Before you even start your journey, the area around Thornham Old Harbour itself is blissful. Small boats are moored up at weathered jetties along the creek, with halcyon views inland to the village and across the marshes towards Titchwell. Children fish for crabs off the little bridge across the creek and mess around in the water. Adults just sit quietly here and there, taking in the beauty in stunned reverence.
To reach Thornham Beach you take the Norfolk Coast Path from Staithe Lane along a raised bank separating the saline marshes from the freshwater grazing land. It’s a hard, level, well maintained surface, with wild flowers along the margins and benches at well-chosen points along the way. You could simply walk the length of the path and return, stopping to admire the views, and still have a thoroughly enchanting time without ever visiting the beach.

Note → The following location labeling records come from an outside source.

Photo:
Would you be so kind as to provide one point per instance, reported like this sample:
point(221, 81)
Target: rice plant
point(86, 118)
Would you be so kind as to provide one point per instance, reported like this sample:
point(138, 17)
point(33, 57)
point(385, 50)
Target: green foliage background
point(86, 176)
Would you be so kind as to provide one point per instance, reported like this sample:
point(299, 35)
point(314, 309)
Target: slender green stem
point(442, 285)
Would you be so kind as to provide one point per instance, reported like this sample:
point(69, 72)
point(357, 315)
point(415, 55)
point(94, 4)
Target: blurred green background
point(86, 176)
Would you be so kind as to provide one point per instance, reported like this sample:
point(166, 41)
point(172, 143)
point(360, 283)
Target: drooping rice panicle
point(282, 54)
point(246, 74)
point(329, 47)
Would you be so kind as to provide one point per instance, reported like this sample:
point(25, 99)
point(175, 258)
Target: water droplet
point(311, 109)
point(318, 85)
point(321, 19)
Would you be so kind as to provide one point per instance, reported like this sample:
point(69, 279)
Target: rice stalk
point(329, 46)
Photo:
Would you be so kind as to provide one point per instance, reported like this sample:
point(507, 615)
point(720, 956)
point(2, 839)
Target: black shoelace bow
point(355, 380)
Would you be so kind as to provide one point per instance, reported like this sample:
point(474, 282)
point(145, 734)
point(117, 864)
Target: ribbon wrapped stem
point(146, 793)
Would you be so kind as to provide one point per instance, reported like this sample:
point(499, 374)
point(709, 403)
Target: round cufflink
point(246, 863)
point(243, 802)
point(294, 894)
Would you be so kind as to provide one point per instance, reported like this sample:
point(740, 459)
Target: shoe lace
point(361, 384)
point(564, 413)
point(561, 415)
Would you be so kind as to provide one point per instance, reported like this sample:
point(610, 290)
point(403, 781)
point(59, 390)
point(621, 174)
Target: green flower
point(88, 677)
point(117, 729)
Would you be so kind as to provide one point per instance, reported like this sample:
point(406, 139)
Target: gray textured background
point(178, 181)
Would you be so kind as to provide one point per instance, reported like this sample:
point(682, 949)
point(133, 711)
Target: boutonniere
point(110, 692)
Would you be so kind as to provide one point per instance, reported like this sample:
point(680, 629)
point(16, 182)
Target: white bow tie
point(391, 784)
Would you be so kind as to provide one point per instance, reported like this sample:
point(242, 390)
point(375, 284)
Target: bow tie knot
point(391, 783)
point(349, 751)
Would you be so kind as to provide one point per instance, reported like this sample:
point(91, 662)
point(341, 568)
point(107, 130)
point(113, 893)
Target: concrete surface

About 300m before you reach the beach the path narrows and becomes slightly overgrown, and the surface changes to an uneven boardwalk. For the last 150m you part ways with the Norfolk Coast Path which heads off westwards through the pinewoods of Holme Dunes. Sandy trails continue northward through the hilly, grassy dunes, finally emerging at the beach itself.
At high tide Thornham Beach is just a small section that extends from the dunes in an easterly direction to a sandy spit. At low tide the exposed sand extends across Harbour Channel all the way to Titchwell Beach, around 3km (1.9mi) away, but the eastward end of the beach can only be reliably accessed from the RSPB reserve at Titchwell.
Heading west takes you onto the much longer stretch of Holme Beach, past the bird watching hub of the Norfolk Wildlife Trust centre.
The beach is sandy and shallow, with gaps in the dunes providing privacy and shelter. It’s great for dog walking, with no restrictions, although dogs should be kept clear of roped-off areas protecting nesting birds.
Gulls and other birds rest in large numbers on exposed and isolated patches of sand as the tide rises and falls, taking advantage of the remoteness and absence of human activity.
There are no facilities here, and that’s as it should be.
Thornham Beach is simply perfect – wild, remote and beautiful.
The closest parking to Thornham Beach is at the end of Staithe Lane, at Thornham Old Harbour. There’s a small car park which can accommodate perhaps ten cars, but there’s room for a few more cars at the end of the lane and along the side of the road.
Postcode: PE36 6NL
There’s parking for a further 20 or so cars half way down Staithe Lane, at the point where the Norfolk Coast Path intersects the road.
The nearest bus service to Thornham Beach is the 36 Coastliner, although in this case “near” is a relative term.
The closest stop is located the Post Office, on the A149 coast road, which runs through Thornham village and also serves as Thornham High Street.
The total distance from the bus stop to Thornham Beach is approximately 2.5km (1.5mi) via Staithe Lane and the Norfolk Coast Path.
More info: Visiting By Bus, lynxbus.co.uk
There are no facilities at Thornham Beach.
Thornham Beach is dog friendly, with no restrictions.
Areas of dune may be roped off at certain times of year to protect nesting birds.
No lifeguard service at any time of year.